GEOG 250: Research Methods in Geography, Colgate University

Learning objectives

1. Learn to use RStudio Cloud

2. Introduction to R

3. Handling data in R

Introduction to R & RStudio Cloud

R is a powerful set of tools for manipulating, analyzing, and visualizing data. These tools are open source, which means that they are and always will be free to use, and they are developed by a worldwide community of users. The R programming language is at the core of these tools. Using the R language you can write commands that will tell your computer what you want it to do with your data. While this may seem a bit daunting there are a number of advantages associated with using tools like R to work with data, instead of using spreadsheet programs where you point and click, for example. In particular you can perform complex calculations with large amounts of data very quickly, and more importantly you can save a record of your commands to make everything you do transparent and reproducible. This is very important in science!

For our class we are going to use RStudio Cloud to access R. RStudio is something we call an Integrated Development Environment, or IDE for short. It is important to remember that R is the programming language and computer platform, you can use R by itself, but you cannot use RStudio without R. RStudio is simply a nicer interface for interacting with R that includes handy features for keeping your work space organized. As you might have guessed, there is a desktop version of RStudio you can install on your computer, or a cloud-based version that we’ll be using. Let’s get started.

This semester we will use a shared work space that I’ve created for our class. Click the link I’ve shared with you to join our class work space. You should see something like this:



Click the START button to create a copy of the project for yourself. It might take a moment to load the project, and then you will see the RStudio IDE.
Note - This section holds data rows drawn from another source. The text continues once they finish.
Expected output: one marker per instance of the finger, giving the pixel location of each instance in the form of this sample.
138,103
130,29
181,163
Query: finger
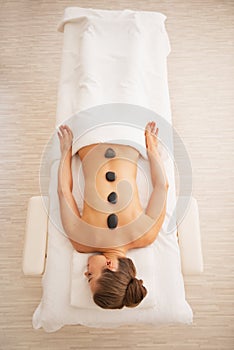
68,130
59,135
61,130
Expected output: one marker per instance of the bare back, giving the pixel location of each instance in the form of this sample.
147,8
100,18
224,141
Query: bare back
127,207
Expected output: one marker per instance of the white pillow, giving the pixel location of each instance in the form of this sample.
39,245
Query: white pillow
144,261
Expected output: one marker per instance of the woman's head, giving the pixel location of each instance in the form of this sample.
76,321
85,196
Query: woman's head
114,283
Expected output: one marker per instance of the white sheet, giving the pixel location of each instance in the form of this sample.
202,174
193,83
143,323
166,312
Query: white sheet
113,56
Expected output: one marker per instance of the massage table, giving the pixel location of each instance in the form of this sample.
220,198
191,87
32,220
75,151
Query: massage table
113,79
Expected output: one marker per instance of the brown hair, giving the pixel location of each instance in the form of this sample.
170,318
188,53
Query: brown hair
116,289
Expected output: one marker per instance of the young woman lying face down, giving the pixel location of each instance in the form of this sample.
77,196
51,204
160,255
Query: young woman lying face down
111,202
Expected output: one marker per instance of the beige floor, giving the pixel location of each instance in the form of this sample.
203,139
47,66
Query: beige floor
201,74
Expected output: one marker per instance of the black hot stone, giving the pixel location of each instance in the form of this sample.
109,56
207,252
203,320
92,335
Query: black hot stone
112,198
110,176
110,153
112,221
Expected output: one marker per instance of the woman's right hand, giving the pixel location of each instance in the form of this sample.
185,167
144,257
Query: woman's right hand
65,136
151,136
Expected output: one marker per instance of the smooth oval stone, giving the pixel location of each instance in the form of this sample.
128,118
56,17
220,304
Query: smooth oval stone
112,221
110,176
112,198
110,153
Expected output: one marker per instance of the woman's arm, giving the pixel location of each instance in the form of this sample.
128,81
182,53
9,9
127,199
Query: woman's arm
65,182
156,207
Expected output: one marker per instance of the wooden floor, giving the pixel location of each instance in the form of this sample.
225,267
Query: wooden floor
201,75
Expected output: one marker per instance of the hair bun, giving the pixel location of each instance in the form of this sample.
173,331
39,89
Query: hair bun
135,292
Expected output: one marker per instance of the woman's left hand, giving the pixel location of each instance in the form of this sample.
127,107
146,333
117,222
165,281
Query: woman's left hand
65,136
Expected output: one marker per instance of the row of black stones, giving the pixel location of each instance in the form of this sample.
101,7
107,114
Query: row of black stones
112,220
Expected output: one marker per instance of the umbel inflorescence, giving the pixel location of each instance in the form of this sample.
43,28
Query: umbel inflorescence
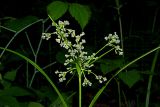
76,55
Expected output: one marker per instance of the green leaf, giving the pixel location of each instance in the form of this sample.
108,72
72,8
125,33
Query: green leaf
8,101
60,57
56,9
11,75
81,13
35,104
14,91
18,24
108,65
130,77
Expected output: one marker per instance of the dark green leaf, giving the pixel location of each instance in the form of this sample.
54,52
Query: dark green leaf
60,57
56,9
11,75
110,65
35,104
18,24
8,101
81,13
130,77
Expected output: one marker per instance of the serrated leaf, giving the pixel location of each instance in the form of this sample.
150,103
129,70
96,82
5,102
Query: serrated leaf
11,75
14,91
35,104
81,13
130,77
18,24
56,9
8,101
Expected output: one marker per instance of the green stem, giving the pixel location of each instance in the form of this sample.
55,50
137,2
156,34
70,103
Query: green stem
100,56
80,84
150,78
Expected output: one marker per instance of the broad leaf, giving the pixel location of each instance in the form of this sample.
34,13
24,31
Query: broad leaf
56,9
18,24
81,13
11,75
130,77
14,91
8,101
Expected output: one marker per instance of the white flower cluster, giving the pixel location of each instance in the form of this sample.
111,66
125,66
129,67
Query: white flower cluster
75,52
113,41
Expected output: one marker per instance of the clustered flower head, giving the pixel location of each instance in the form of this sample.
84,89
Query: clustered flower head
75,52
113,41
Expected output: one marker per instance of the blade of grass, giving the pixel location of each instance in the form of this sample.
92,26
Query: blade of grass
41,71
135,60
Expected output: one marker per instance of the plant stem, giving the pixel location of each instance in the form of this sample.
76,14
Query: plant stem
80,83
80,91
123,68
150,78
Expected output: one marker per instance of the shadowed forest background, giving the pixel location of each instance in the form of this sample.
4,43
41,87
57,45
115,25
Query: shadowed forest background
140,29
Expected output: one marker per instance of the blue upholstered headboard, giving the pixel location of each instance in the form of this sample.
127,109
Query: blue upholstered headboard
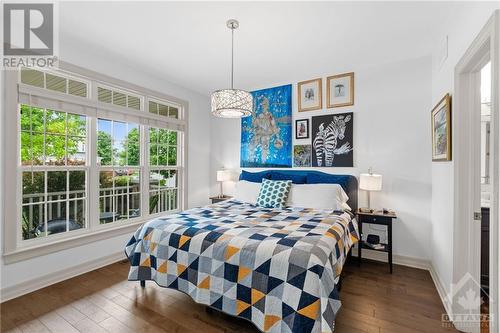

There are a few important things to point out here. On the left side of the window you will see the Console. This is where we type commands that tell R what to do. In the upper right is the Environment. Once we start working with different data it will appear here. In the bottom right is the Files window. It only has some basic files associated with our project, but as we add data, scripts, and create graphs they will appear here. Notice in all of these panes there are tabs at the top that allow to see other important things as well. We’ll learn more about these a little later.

Using R to create and manipulate data

Let’s get a feel for how R works more. Since R is just like a sophisticated calculator, you can type in numerical operations and will get the calculations as output. Type a few different operations like the one below. Note I’ve included both the code and outputs here for an example.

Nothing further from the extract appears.